Acrylic overflow box, 6 1/4" W x 4" D x 5" H made from 1/4 inch acrylic. So the inside dimension is 5 3/4 inches long. Ive looked at bulkheads and for a 1 inch hole I need 2.7inches. The herbie style needs 2 bulkheads so Its going to be tight, and I'm not sure I feel comfortable drilling holes so close together. This will be my first time drilling glass.

So I'm wondering if a 3/4 inch overflow will be enough to drain 800 gph. of course there will be 2 overflows but from what I read the emergency should stay dry unless theres a problem. I've already ordered my return pump. a Danner Mag 950 which Ive estimated to give me 800 gph return. 
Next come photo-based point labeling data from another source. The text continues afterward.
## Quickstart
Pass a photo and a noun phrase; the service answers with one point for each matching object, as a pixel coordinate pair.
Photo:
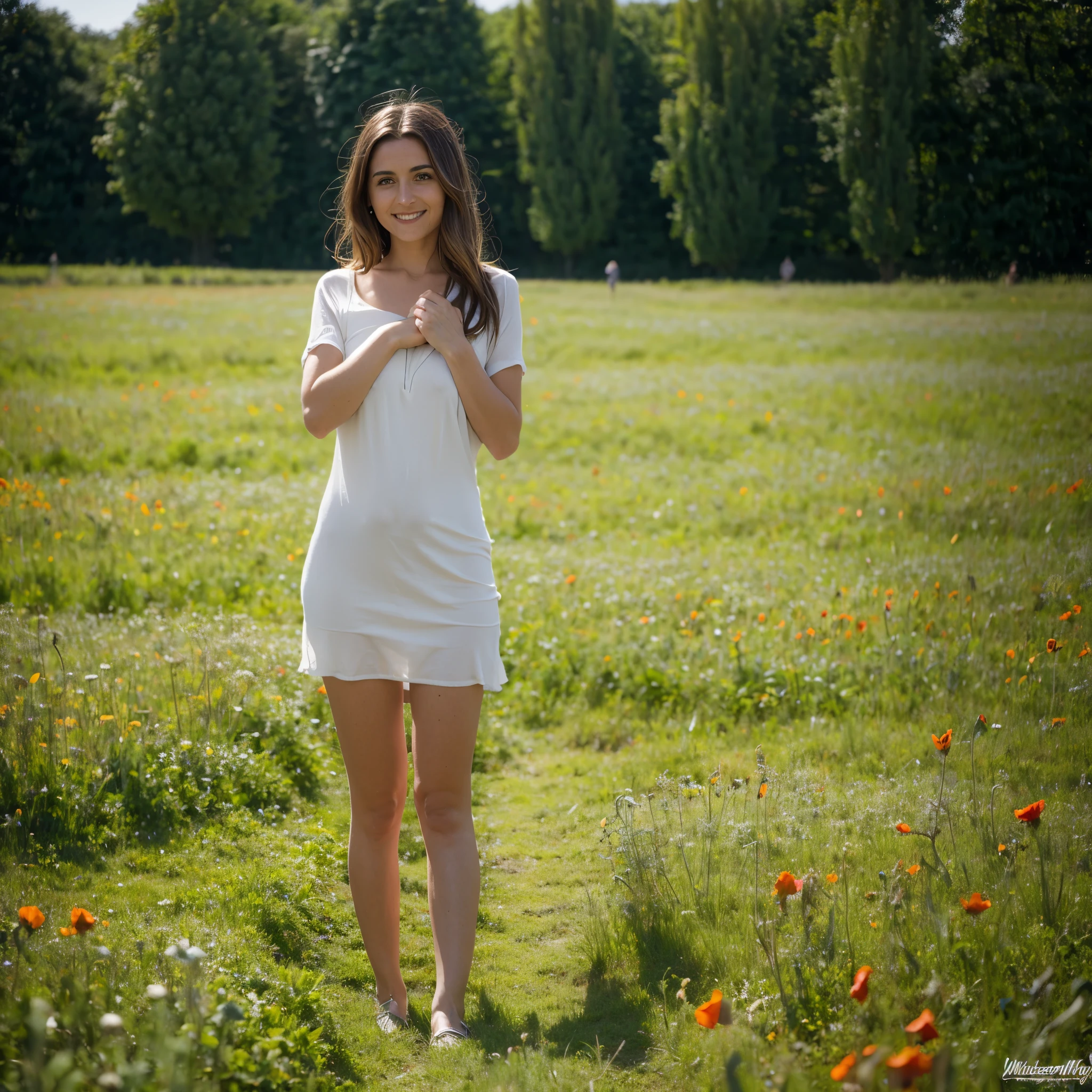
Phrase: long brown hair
(363, 242)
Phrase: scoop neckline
(372, 307)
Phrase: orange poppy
(924, 1026)
(1031, 813)
(786, 885)
(908, 1065)
(31, 918)
(860, 989)
(975, 904)
(842, 1070)
(83, 921)
(709, 1015)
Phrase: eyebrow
(422, 166)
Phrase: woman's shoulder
(334, 285)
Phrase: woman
(415, 358)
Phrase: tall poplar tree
(569, 123)
(719, 132)
(879, 59)
(188, 133)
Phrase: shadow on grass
(613, 1011)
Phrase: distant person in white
(614, 272)
(415, 358)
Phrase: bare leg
(368, 717)
(446, 722)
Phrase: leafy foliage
(188, 133)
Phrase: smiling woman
(415, 357)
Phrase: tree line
(861, 137)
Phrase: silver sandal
(388, 1020)
(450, 1037)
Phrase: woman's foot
(389, 1018)
(448, 1034)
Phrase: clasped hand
(435, 322)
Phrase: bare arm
(493, 404)
(334, 387)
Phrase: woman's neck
(417, 259)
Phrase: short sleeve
(508, 349)
(328, 318)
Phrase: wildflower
(860, 989)
(975, 904)
(908, 1065)
(1031, 813)
(924, 1026)
(31, 918)
(83, 921)
(709, 1015)
(842, 1070)
(786, 885)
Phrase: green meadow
(758, 548)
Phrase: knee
(378, 821)
(443, 813)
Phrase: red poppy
(908, 1065)
(31, 918)
(1031, 813)
(842, 1070)
(860, 989)
(924, 1026)
(709, 1015)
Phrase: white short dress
(398, 582)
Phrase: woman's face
(403, 189)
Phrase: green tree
(718, 130)
(1007, 141)
(569, 123)
(879, 56)
(188, 134)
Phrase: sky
(109, 14)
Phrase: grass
(753, 536)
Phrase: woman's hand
(404, 334)
(440, 324)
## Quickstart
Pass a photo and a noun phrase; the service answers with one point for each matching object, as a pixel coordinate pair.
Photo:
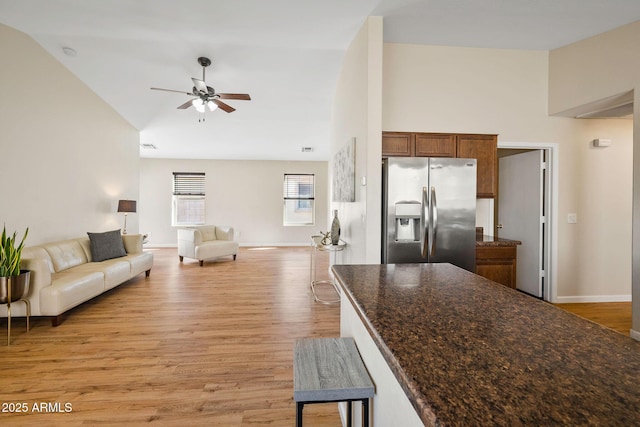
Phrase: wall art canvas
(344, 173)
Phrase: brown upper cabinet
(398, 144)
(435, 145)
(473, 146)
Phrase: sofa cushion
(65, 254)
(68, 289)
(106, 245)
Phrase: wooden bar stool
(330, 370)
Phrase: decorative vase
(335, 229)
(14, 286)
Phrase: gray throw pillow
(106, 245)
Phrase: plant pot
(19, 286)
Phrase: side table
(317, 246)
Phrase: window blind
(299, 187)
(188, 183)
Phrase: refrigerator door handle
(434, 222)
(424, 224)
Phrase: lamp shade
(127, 206)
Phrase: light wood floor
(188, 346)
(614, 315)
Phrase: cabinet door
(497, 264)
(397, 144)
(435, 145)
(483, 148)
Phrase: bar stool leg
(299, 407)
(365, 408)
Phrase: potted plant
(14, 283)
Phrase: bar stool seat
(330, 370)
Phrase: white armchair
(206, 242)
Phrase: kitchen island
(447, 347)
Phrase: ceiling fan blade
(240, 96)
(200, 85)
(186, 104)
(225, 107)
(171, 90)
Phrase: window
(188, 198)
(299, 192)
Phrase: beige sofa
(204, 242)
(63, 274)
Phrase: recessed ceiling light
(69, 51)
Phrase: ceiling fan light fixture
(198, 104)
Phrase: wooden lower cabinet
(497, 263)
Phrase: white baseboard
(593, 298)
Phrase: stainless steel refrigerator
(429, 213)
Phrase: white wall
(247, 195)
(67, 156)
(357, 114)
(596, 68)
(449, 89)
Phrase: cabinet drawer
(496, 252)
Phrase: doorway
(526, 211)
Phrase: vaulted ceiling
(285, 53)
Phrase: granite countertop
(470, 352)
(484, 240)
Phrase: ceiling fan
(206, 96)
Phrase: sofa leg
(56, 320)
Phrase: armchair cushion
(206, 242)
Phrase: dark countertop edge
(495, 241)
(425, 413)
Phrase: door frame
(552, 149)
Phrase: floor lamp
(126, 206)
My other option is to go with the next size up in overflows which is 12 inches long, that would give me ample room but look a little more unsightly. I could also look for a different overflow box but my main concern is what size bulkhead will i need.


----------



## The Guy (Nov 26, 2010)

I would go with 12" overflow box, I did exactly the same thing as you are planning. The herbie and E overflow are both 1" PVC, I also am using the Danner mag 950 pump which works very well for me and dump some flow back into the sump. here's a couple of pictures of what I did with my 90 G setup:
























I'm home today after 2pm for the rest of the day if you want call me with any questions. 604 856 4964 Cheers Laurie


----------



## AdamsB (Oct 18, 2011)

Thanks for the reply Laurie. After looking at your pic I think I'll up size to the 12 inch box and 1 inch drains. It looks so much nicer to work with having them spaced like that. My next issue is placing the overflow. Center back of tank or on one end panel. I'm swaying towards having it at the end this way when I put food in at the opposite end its less likely to get sucked into the overflow. But its more dependent on which tank I get. There Isn't much selection locally. Trawling the classifieds is one of my better options unfortunately.


----------